De NZa kan bij de beoordeling of het proces adequaat is, rekening houden met alle bijzondere omstandigheden als gevolg van de coronapandemie.

2 Beoordelingsproces door zorgverzekeraars

Opzet proces beoordeling van aanvragen vergoedingen voor indirecte meerkosten gebaseerd op werkelijke kosten

Op 12 mei 2021 heeft de NZa een oordeel gegeven over het eerste punt in de beleidsregel ZINL: de NZa is van mening dat de opzet van het proces om de indirecte meerkosten ggz te beoordelen, adequaat is. Door het gebruik van een invulformat waarin de kostencategorieën zijn geprogrammeerd, het gebruik van een benchmark en het doen van aanvullende controlewerkzaamheden, wordt een correcte uitvoering van de regeling zo veel als mogelijk geborgd zodat dit leidt tot een plausibele vergoeding van de indirecte meerkosten.

Uitvoering van de regeling

Door 55 zorgaanbieders is een aanvraag ingediend voor vergoeding van de gemaakte indirecte meerkosten. De zorgverzekeraars hebben vervolgens het door de NZa geaccordeerde beoordelingsproces doorlopen.

De zorgverzekeraars hebben op grond van schriftelijke afspraken in totaal € 27.215.819 aan indirecte meerkosten toegekend, onder voorbehoud van goedkeuring door de NZa.

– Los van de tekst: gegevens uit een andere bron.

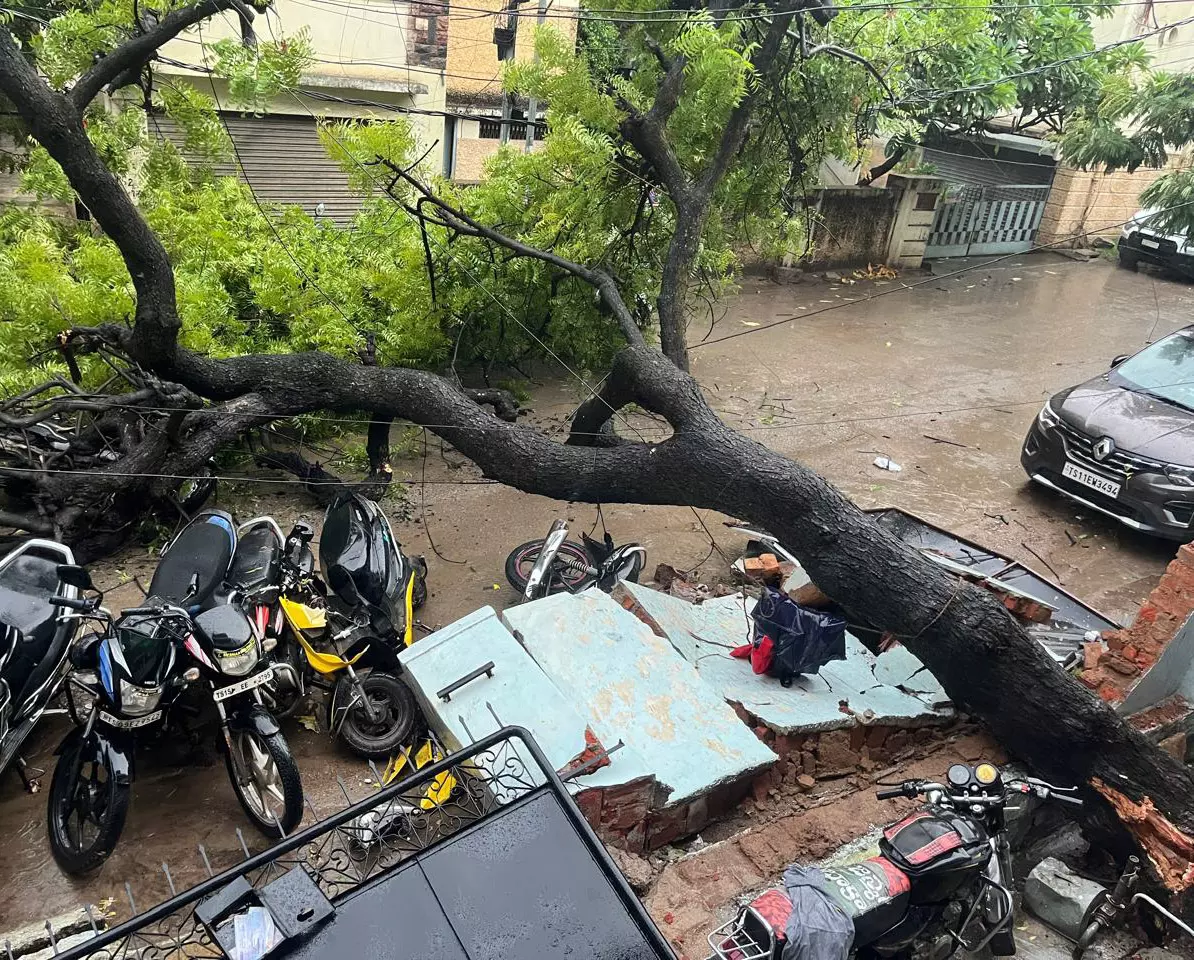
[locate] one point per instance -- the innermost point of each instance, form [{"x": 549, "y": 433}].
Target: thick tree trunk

Via een deelwaarneming heeft de NZa vastgesteld dat de betreffende zorgverzekeraars het beoordelingsproces aantoonbaar hebben doorlopen en juist hebben toegepast.

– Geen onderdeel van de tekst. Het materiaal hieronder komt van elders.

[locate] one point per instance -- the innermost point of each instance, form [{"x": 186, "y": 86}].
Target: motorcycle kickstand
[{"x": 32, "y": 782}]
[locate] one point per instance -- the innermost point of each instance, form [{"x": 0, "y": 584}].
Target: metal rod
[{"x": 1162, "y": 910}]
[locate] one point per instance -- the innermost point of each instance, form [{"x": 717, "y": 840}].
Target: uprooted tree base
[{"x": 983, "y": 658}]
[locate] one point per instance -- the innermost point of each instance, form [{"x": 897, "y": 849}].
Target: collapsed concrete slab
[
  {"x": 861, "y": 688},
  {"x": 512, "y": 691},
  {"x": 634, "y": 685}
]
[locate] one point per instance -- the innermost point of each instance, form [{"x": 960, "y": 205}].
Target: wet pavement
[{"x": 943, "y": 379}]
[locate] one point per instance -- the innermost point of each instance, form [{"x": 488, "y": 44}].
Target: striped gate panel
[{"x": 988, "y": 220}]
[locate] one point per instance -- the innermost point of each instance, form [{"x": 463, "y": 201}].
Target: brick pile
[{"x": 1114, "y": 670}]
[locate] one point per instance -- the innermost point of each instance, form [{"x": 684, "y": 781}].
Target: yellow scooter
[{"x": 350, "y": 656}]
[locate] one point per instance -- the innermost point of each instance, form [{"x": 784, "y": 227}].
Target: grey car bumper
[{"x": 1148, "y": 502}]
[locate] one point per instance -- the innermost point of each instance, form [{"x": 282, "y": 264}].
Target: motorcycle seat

De NZa is van mening dat voldoende aannemelijk is gemaakt dat de door de zorgverzekeraars aan de zorgaanbieders over 2020 toegekende vergoeding van in totaal € 27.215.819 daadwerkelijk gemaakte indirecte meerkosten als gevolg van COVID betreft. Het aandeel per individuele zorgverzekeraar is opgenomen in onderstaande tabel.

Zorgverzekeraar

Bedrag

ASR

€ 670.387

De Friesland

€ 881.081

FBTO

€ 454.222

Interpolis

€ 399.496

Zilveren Kruis

€ 5.945.926

CZ

€ 4.583.261

Nationale Nederlanden

€ 350.243

OHRA Ziektekosten

€ 938.542

DSW

€ 974.114

Stad Holland

€ 166.913

Eno

€ 314.672

EUCare

€ 137.639

iptiQ

€ 331.089

AnderZorg

€ 782.575

Menzis

€ 2.804.682

ONVZ

€ 645.761

IZA

€ 700.486

UMC

€ 175.122

Univé

€ 1.608.930

VGZ

€ 3.589.993

Zorg en Zekerheid

€ 760.685

TOTAAL

€ 27.215.819

3 Oordeel toegekende vergoeding voor indirecte meerkosten 2020 ggz

Het oordeel dat NZa in dit document geeft, heeft betrekking op het tweede punt van de ZINL beleidsregel: het geven van een bestuurlijk oordeel over de plausibiliteit van de door de zorgverzekeraars aan zorgaanbieders toegekende indirecte meerkosten 2020.

Op grond van bovenstaande beoordeling en mede gelet op de bijzondere omstandigheden van de catastrofe, is de NZa van oordeel dat de door zorgverzekeraars aan zorgaanbieders betaalde bedragen van in totaal € 27.215.819 plausibele meerkosten betreffen conform artikel 6.6.5 lid 2.b van de Regeling Zorgverzekering en dat deze voldoen aan de voorwaarden voor inbreng in de catastroferegeling.